Chinese would definitely be easier without the writing system (and I wish my two years of studying it had been verbal and pinyin only). But it's also tonal, which speakers of non-tonal languages generally have a really hard time with.
> which speakers of non-tonal languages generally have a really hard time with.
Is this actually true? I only did some basic Mandarin, but its tonal system is so simple (and plainly transliterated) that it seemed like a non-issue to me. Done & dusted in a couple of hours or so, compared to the hundreds of hours needed for vocabulary, idioms etc. Not to mention the terrifying writing system. And I have no natural advantages, carrying a common disability (native monolingual English), and having only learned German previously.
But English is a tonal language; that hypothetical problem can't be a source of extreme difficulty for English-speaking learners.

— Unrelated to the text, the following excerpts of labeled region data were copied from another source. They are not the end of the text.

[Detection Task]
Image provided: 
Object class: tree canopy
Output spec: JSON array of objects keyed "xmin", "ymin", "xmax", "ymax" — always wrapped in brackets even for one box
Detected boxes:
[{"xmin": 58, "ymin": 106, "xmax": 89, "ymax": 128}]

(I do have problems with English tones interfering with my attempts to speak Chinese, but that's really not the same problem as "My language doesn't use tones, so I don't know how to produce them". I do know how; I just don't have good control over them.)
English doesn't have falling-rising contours like the Mandarin third tone, so there's at least the difficulty of having to learn a new category of pitch change. I do wonder whether e.g. Mandarin speakers have similar difficulty acquiring the different contours of e.g. Cantonese. Intuitively, I'd expect it to get easier the more different categories one can already distinguish.